3

I have the following basic http server in Go. For every incoming request it posts 5 outgoing http requests. Each of them roughly take 3-5 seconds. I am not able to achieve more than 200 requests/second on 8 gig Ram, quad core machine.

package main

import (
    "flag"
    "fmt"
    "net/http"
    _"net/url"
    //"io/ioutil"
    "time"
    "log"
    "sync"
    //"os"
    "io/ioutil"
)

// Job holds the attributes needed to perform unit of work.
type Job struct {
    Name  string
    Delay time.Duration
}

func requestHandler(w http.ResponseWriter, r *http.Request) {
    // Make sure we can only be called with an HTTP POST request.
    fmt.Println("in request handler")
    if r.Method != "POST" {
        w.Header().Set("Allow", "POST")
        w.WriteHeader(http.StatusMethodNotAllowed)
        return
    }

    // Set name and validate value.
    name := r.FormValue("name")
    if name == "" {
        http.Error(w, "You must specify a name.", http.StatusBadRequest)
        return
    }

    delay := time.Second * 0

    // Create Job and push the work onto the jobQueue.
    job := Job{Name: name, Delay: delay}
    //jobQueue <- job

    fmt.Println("creating worker")
    result := naiveWorker(name, job)
    fmt.Fprintf(w, "your task %s has been completed ,here are the results : %s", job.Name, result)

}

func naiveWorker(id string, job Job) string {
    var wg sync.WaitGroup
    responseCounter := 0;
    totalBodies := "";
    fmt.Printf("worker%s: started %s\n", id, job.Name)

    var urls = []string{
        "https://someurl1",
        "https://someurl2",
        "https://someurl3",
        "https://someurl4",
        "https://someurl5",
    }

    for _, url := range urls {
        // Increment the WaitGroup counter.

        wg.Add(1)
        // Launch a goroutine to fetch the URL.
        go func(url string) {

            // Fetch the URL.
            resp, err := http.Get(url)
            if err != nil {
                fmt.Printf("got an error")
                //  panic(err)

            } else {
                defer resp.Body.Close()
                body, err := ioutil.ReadAll(resp.Body)
                if err != nil {
                    totalBodies += string(body)
                }
            }
            responseCounter ++
            // Decrement the counter when the goroutine completes.
            defer wg.Done()

        }(url)
    }
    wg.Wait()
    fmt.Printf("worker%s: completed %s with %d calls\n", id, job.Name, responseCounter)
    return totalBodies
}

func main() {
    var (
        port = flag.String("port", "8181", "The server port")
    )
    flag.Parse()

    // Start the HTTP handler.
    http.HandleFunc("/work", func(w http.ResponseWriter, r *http.Request) {
        requestHandler(w, r)
    })
    log.Fatal(http.ListenAndServe(":" + *port, nil))
}

I have the following questions:

  1. The http connections get reset when number of concurrent threads go above 1000. Is this acceptable/intended behaviour?

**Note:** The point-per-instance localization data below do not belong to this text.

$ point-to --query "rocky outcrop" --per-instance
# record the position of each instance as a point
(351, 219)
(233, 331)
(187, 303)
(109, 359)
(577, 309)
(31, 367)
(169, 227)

  2. if I write go requestHandler(w,r) instead of requestHandler(w,r) I get http: multiple response.WriteHeader calls

JimB
  • 104,193
  • 13
  • 262
  • 255
lambdaexpression
  • 33
  • 1
  • 1
  • 3
  • 1
    Check ulimit, maxfiles, and somaxconn. Possibly system runs out of limits resources. – Eugene Lisitsky Nov 20 '17 at 06:06
  • 1
    I concur with Eugene: 1024 is a typical limit on the number of open files (which, on UNIX, also includes sockets) on a typical commodity Linux-based OS. – kostix Nov 20 '17 at 06:40
  • just a suggestion.. your use case can actually use channels without an issue instead of wait groups. That would also prevent any mangled/malformed string you might get as the output due to race conditions. Also, the handler is already handled inside a goroutine, to answer your question, so placing it inside another won't help – omu_negru Nov 20 '17 at 06:41
  • If you're using Linux, the approach is to raise the so-called "hard" limit for the `nofile` parameter in the `/etc/security/limits.conf` — setting it for the user and/or a group of user which includes the one used to run your server. Then, before starting the server, issue the `ulimit -n hard` in the shell—to bring the current "soft" limit (which will have a sensible default, usually 1024, as was discussed) up to the "hard" one. The server spawned aftwerwards will inherit this setting and use it. Call `ulimit -n` or `ulimit -a` to see the current setting(s). – kostix Nov 20 '17 at 07:08
  • Pass it the `-H` option to see the configured hard limit(s) as by default it displays the soft ones. – kostix Nov 20 '17 at 07:08
  • Once you have this sorted, I'd recomment looking closely at the documentation on the `http.Transport` type, — at its knobs controlling keeping alive idle HTTP connections. By default, it keeps around 2 idle connections per destination host; you might want to tweak these settings: both the size of the idle connection pool and the timeout a connection is allowed to be kept there. This might improve your performance if you're pressing your HTTP peers sufficiently hard. – kostix Nov 20 '17 at 07:11
  • Thanks Eugene Lisitsky changing the limit worked. kostik will read up on http.transport. – lambdaexpression Nov 20 '17 at 09:52
  • @user3451713 I wonder what is the limit are you getting now? – k1m190r Nov 20 '17 at 10:49
  • 1
    @biosckon Tested upto 10K concurrent requests and it worked fine. Surprisingly the memory used was only ~120 MB. However CPU was constantly at 50-60 %. – lambdaexpression Nov 21 '17 at 11:56

2 Answers2

4

An http handler is expected to run synchronously, because the return of the handler function signals the end of the request. Accessing the http.Request and http.ResponseWriter after the handler returns is not valid, so there is no reason to dispatch the handler in a goroutine.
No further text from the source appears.